The degree will provide pathways to teaching careers for people who may not be able to access traditional tertiary education; and help schools in rural areas contribute to students gaining a teaching qualification, helping to addressing the teaching shortage.
Bachelor of Teaching (Primary)/Tohu Paetahi Whakaako (Primary) is a three-year degree programme developed by early childhood education provider, Te Rito Maioha. New Zealand’s largest field-based early childhood initial teacher education provider is using its expertise in online learning and biculturalism to develop the primary programme which will be rolled out in 2021 nationwide, pending approval from the Teaching Council and NZQA.
The degree will be field-based with students combining online study and spending two days a week in a school, along with extended practicums in primary, intermediate or middle schools each year.
Long-time educator (teacher, principal, educational psychologist and academic), Anthony Fisher is the primary programme development leader and says the initial idea for the programme came from Northland, but there has since been interest from other rural communities nationwide.
“Te Rito Maioha has a very good relationship with REAP in the far North. We are doing such a good job with early childhood education that they were interested in a pathway for primary teaching in their area. ”
“In a lot of rural areas, there are young people who don’t go on to tertiary education for a number of reasons. They are often financial – such as moving away from home when the family is already under financial stress, or they may not want to move away from that support network.”
“In the far north earlier this year, I was talking to a young woman who was a teacher aide. She left school at Year 13, became a teacher aide at that school and wanted to be a teacher but did not want to move away from home,” says Anthony.
Rich local resource
Bachelor of Teaching (Primary)/Tohu Paetahi Whakaako (Primary) will likely appeal to two groups who may want to qualify as teachers: school leavers and ‘second learners’ who may be teacher aides, and/or parents coming back into the workforce.

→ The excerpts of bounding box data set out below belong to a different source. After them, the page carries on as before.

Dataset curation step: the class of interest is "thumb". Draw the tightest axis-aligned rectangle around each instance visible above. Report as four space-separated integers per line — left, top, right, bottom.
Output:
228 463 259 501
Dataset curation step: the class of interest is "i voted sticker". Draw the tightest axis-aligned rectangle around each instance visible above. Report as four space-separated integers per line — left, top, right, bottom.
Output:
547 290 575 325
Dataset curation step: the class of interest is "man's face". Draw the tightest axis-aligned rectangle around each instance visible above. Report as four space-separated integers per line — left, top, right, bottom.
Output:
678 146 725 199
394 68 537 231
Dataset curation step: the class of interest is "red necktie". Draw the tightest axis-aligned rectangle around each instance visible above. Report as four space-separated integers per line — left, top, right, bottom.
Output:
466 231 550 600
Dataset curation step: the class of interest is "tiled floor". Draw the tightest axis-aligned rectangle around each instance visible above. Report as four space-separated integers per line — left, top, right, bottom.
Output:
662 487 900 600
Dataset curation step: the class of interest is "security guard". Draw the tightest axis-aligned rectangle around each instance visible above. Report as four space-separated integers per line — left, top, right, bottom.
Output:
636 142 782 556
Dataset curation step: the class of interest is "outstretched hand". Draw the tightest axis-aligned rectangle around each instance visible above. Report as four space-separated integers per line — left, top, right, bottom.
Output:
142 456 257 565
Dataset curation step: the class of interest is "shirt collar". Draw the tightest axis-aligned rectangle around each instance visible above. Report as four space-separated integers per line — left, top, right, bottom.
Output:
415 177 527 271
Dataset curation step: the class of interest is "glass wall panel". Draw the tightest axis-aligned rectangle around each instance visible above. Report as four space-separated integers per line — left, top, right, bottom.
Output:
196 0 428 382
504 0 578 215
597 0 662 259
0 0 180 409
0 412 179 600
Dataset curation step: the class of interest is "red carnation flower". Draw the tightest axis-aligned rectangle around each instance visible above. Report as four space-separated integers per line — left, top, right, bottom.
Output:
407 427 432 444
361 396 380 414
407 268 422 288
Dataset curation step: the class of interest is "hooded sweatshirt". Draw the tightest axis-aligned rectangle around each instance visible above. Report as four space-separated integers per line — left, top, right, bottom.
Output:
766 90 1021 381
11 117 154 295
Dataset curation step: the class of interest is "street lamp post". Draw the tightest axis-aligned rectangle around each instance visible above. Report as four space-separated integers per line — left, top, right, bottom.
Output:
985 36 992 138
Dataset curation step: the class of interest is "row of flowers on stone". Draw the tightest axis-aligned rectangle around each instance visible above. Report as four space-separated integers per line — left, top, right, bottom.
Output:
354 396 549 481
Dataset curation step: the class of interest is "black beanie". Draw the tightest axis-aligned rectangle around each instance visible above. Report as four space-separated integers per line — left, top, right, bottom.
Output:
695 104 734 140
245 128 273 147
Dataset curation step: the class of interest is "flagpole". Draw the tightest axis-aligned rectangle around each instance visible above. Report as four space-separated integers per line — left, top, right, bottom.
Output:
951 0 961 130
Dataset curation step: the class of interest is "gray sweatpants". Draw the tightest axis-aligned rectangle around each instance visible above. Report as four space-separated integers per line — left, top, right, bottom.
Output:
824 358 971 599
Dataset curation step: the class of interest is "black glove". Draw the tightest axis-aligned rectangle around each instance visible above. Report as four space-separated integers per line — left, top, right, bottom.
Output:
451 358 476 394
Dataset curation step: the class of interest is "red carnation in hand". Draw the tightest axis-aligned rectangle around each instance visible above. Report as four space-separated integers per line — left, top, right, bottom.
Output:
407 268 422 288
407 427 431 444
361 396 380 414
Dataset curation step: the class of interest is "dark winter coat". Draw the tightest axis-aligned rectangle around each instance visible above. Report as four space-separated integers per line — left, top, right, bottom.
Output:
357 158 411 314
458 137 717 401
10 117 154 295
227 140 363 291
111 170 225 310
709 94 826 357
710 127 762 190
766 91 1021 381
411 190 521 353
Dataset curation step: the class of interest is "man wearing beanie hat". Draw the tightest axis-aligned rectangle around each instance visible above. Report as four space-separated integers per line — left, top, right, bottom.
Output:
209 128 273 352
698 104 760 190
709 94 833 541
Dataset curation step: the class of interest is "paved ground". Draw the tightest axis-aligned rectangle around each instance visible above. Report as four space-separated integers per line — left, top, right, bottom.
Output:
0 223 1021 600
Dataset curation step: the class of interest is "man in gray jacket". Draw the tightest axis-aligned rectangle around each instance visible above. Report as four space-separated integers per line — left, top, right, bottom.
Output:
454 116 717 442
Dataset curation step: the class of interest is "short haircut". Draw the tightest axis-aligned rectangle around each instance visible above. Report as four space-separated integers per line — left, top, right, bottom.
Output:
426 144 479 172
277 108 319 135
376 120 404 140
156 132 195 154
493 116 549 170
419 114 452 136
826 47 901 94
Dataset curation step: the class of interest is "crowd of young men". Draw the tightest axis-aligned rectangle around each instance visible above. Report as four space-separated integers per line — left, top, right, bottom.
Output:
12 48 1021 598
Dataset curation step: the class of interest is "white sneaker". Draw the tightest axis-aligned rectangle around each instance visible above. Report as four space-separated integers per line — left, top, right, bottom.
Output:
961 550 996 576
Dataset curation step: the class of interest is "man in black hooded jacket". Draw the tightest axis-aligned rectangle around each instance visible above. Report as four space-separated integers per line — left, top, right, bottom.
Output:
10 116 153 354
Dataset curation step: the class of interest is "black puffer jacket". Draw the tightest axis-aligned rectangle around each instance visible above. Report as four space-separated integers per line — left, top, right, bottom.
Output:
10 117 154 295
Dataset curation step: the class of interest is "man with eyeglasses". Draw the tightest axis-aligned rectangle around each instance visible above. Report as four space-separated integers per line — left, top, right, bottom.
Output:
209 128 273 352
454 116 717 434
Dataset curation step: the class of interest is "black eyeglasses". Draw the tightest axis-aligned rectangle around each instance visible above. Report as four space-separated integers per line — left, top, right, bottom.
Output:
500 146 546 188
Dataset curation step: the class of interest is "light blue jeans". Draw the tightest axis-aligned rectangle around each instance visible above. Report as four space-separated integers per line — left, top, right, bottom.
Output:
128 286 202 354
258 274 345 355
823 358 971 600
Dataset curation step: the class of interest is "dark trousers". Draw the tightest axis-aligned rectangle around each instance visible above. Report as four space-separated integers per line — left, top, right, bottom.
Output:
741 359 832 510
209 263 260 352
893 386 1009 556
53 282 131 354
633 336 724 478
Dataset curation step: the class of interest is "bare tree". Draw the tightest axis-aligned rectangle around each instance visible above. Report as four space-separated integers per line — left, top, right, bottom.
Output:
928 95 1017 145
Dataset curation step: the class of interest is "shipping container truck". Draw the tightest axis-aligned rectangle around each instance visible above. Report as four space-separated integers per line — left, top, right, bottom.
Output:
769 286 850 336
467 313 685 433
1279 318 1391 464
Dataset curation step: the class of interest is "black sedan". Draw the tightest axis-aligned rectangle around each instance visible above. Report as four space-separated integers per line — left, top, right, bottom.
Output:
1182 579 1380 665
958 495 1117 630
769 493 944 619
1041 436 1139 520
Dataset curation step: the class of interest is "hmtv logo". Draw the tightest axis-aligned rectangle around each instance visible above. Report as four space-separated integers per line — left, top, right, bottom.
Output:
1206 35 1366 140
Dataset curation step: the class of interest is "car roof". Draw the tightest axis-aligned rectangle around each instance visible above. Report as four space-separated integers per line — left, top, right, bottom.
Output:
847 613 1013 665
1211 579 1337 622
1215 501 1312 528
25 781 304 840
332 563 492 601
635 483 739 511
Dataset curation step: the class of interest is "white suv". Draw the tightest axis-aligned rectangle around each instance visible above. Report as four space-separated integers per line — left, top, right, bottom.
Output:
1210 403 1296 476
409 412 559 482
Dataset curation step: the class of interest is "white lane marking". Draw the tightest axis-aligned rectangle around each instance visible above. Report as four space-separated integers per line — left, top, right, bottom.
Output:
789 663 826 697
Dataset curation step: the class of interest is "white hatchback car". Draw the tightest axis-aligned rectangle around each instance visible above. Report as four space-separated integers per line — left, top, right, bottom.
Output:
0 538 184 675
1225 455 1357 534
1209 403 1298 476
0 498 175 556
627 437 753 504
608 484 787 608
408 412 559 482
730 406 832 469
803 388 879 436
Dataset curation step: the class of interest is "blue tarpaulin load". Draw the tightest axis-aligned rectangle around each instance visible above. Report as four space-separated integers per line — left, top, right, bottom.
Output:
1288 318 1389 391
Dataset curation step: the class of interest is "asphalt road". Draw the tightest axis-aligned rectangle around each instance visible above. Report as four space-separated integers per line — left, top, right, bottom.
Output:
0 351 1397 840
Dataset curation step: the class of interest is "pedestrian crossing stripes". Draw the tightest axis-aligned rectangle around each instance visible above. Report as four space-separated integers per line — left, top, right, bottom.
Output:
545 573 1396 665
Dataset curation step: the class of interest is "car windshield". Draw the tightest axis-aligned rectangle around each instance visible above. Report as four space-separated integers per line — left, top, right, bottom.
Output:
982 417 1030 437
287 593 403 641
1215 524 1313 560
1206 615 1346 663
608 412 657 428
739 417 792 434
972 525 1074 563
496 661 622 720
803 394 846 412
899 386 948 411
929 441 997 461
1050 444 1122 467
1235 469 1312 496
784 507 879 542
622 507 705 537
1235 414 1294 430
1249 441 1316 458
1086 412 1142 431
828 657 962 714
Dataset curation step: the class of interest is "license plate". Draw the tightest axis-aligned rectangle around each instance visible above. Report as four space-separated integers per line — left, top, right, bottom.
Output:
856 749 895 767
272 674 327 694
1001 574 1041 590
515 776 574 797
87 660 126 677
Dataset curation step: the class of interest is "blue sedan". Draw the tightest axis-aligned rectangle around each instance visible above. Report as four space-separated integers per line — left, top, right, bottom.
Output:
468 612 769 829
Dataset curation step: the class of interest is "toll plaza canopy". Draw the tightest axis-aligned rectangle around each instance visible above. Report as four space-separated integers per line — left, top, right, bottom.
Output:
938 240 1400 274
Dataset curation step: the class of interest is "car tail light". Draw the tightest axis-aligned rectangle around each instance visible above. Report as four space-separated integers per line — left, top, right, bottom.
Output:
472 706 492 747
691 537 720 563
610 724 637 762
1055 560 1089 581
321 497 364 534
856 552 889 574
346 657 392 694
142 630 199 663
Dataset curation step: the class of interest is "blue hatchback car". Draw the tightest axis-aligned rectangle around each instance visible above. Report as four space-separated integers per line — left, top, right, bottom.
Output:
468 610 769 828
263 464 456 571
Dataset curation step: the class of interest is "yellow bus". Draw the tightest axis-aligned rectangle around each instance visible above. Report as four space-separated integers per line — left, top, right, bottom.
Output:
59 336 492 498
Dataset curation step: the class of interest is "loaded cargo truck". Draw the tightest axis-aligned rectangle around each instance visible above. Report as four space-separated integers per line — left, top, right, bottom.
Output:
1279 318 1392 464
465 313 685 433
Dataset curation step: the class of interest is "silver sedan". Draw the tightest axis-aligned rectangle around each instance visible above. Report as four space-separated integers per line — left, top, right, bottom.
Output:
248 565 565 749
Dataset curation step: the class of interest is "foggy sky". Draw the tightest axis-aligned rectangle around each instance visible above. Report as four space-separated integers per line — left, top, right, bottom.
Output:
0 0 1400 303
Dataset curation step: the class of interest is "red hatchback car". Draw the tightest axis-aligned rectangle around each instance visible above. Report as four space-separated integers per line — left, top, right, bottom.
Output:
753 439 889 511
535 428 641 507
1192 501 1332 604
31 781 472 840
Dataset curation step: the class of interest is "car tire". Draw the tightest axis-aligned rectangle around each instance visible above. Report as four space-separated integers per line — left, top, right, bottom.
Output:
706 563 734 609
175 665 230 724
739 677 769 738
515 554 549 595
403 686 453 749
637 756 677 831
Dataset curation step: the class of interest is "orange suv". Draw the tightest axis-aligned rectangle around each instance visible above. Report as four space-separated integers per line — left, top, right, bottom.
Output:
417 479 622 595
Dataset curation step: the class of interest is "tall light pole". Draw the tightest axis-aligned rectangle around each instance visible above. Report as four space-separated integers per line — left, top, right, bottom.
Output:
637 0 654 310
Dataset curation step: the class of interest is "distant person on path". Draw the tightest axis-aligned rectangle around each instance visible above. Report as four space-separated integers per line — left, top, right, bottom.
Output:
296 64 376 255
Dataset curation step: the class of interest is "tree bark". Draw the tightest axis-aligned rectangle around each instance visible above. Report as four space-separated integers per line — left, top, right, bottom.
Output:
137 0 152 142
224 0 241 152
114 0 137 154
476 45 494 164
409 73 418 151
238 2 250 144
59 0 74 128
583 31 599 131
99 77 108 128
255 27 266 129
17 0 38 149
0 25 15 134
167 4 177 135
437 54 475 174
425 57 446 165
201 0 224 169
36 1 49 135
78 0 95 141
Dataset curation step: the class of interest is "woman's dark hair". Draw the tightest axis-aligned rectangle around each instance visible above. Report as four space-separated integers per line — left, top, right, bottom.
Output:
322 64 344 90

The aim is to train and retain people who will contribute and work in their local communities.
“Schools – particularly in rural areas – recognise they have difficulty staffing and they recognise that some of their teacher aides are a rich resource in their community. They have a knowledge of their community and a lot of connections with tamariki and whānau in their schools.
“The benefits to schools in having students on the programme are that they will have local people with local knowledge and people that they know. As a principal some of the teacher aides I had would have been great teachers, but the pathway didn’t suit them at that point in time for a varying number of reasons.”
Being a recognised quality provider of early childhood teacher education will also provide the opportunity to focus on transitions between early childhood education into the primary school setting.
“The bicultural strength in our early childhood programmes will be an integral part of our primary programme. The cultural aspect will go right through the programme in terms of te reo Māori and tikanga Māori,” says Anthony.
Breaking down barriers
The degree programme will reduce cost and stress around arranging accommodation for block courses. “We are trying to break down the barriers. We are working with schools to try to build in a lot more community support. For example Year 13s in an area school could stay in their school and study for their first year, which will provide support for students during their initial transition into tertiary education. A lot of these communities are really keen to support young people into a pathway to employment,” says Anthony.
Te Rito Maioha has offered a range of online diplomas and degrees in early childhood for many years.
“We’ve got a strong online presence which meant that during Covid we were flexible enough that it made no difference to our students and it showed in our retention. We have those structures to support and mentor students. Also, with 11 education hubs around the country, we can provide face to face support when required or a space for groups of students to meet together. We try to work with students so they have a successful learning pathway.”
What makes a good field-based programme?
The programme developers have looked at research from around the world; a literature review about field-based programmes was done by the New Zealand Council of Educational Research (NZCER) that helped to inform the programme development.
There are some key elements for a good field-based teacher education programme.
“It’s ensuring that link between practice and theory and giving those students opportunities to reflect on what’s happening in schools; reflect on their theoretical input.
“A key thing for initial teacher education (ITE) anywhere in the world is in-school mentors and their role and how they work with the students. We are looking at how we can support those people as well. It’s about making it work for the students, the teachers and children in schools.
“We have a strong foundation to build on in terms of online learning, a bicultural approach and existing connections in a lot of those communities,” says Anthony.